The new system is intended to avoid unnecessary delays in approvals of FDC applications. So far, the applicants have used many different approaches in organizing the information and the differences in organization of data in each application has made reviewing more difficult and can also lead to omission of critical data or analyses which could result in unnecessary delays in approvals.
The preliminary scrutiny of the applications will be done by CDSCO officers based on checklists prepared for each of the several categories of FDC. During the preliminary examination, the CDSCO officers will scrutinize the applications to ensure that it contains all the required administrative as well as technical information in proper manner as per the checklist. If application submitted is not in accordance with the format and the checklist, it will not be accepted by CDSCO.
Once an application is accepted, the adequacy of the data will be reviewed by CDSCO as per the specified requirements and guidelines. In case the data submitted is not adequate or satisfactory, applicant will be requested to generate/submit adequate data for consideration and approval of the FDC.
The proposed fixed dose combination should be based on therapeutic rationale. The applicant is required to justify the combination based on the rationale. While submitting the rationale for a FDC, the applicant must address the issues like drug-drug interaction between the ingredients, food effects and dosage schedule of individual active ingredients vis-a-vis that of the FDC. Further, the indication/claim for the FDC should be such that the individual active ingredients makes a contribution to the claimed effect and the product should be formulated so that the dose and proportion of each substance in the FDC is appropriate.
Trial batches of new drugs for test and analysis/clinical trial/BE study purpose should be manufactured after obtaining Licence in Form 29 from the concerned State Licensing Authority and copy of the licence should be submitted along with the application.

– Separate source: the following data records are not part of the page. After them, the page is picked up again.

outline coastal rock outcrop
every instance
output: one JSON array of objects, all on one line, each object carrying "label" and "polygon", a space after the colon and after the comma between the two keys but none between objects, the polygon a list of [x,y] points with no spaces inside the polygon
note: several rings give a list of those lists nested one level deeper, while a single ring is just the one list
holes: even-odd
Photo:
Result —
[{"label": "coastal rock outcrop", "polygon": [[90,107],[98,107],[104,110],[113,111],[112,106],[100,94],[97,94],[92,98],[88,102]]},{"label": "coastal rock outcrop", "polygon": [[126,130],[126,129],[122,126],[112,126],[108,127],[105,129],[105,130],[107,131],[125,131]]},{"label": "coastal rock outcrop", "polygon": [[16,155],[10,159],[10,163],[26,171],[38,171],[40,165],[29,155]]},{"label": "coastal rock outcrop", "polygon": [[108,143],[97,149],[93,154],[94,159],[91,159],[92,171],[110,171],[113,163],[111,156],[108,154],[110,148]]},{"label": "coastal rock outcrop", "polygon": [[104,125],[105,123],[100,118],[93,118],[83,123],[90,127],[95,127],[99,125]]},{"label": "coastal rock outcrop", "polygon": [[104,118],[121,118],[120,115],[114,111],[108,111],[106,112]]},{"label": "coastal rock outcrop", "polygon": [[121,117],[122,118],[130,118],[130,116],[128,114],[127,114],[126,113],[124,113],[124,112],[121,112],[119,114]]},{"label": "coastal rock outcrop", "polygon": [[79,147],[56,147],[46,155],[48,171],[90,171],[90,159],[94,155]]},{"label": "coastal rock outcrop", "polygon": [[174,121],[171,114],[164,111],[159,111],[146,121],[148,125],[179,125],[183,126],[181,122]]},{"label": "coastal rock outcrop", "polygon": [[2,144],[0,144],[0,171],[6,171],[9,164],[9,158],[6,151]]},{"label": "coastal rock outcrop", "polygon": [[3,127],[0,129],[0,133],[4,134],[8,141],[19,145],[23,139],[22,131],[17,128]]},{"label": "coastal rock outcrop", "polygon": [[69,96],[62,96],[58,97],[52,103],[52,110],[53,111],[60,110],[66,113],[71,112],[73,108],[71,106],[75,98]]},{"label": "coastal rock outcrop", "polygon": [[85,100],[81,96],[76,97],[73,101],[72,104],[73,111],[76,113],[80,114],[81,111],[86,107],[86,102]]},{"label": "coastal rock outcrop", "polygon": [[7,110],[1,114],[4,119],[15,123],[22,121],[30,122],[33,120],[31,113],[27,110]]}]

While submitting reply to a query, the applicant should always enclose with the reply, a copy of query letter issued by CDSCO.
The applicant should submit stability data generated on 3 trial batches manufactured by them under Licence in Form 29 issued by State Licensing Authority (SLA). The stability data and the clinical trial protocol should be submitted as per the CDSCO format. In case of clinical trial/ bioequivalence study NOC, the applicant should submit the adequate chemical and pharmaceutical information. The applicant should always submit certificate of analysis, dissolution data (in case of oral dosages form, as appropriate), stability study data etc. in respect of formulation, duly signed by the In-charge/Manager QC.
Before preparing the application, the applicant must categorise their proposal and submit information as per the checklist for that category. Application in Form 44 should be complete in all respects and signed by the authorized person of the firm with name and designation. The TR challan receipt submitted by the applicant should mention the name of the FDC including correct head of the account, payable at, bank clearance, etc. The documents must be submitted with indexing and page number. Without indexing or page number, no application will be accepted. Clear and unequivocal information should be provided along with the application.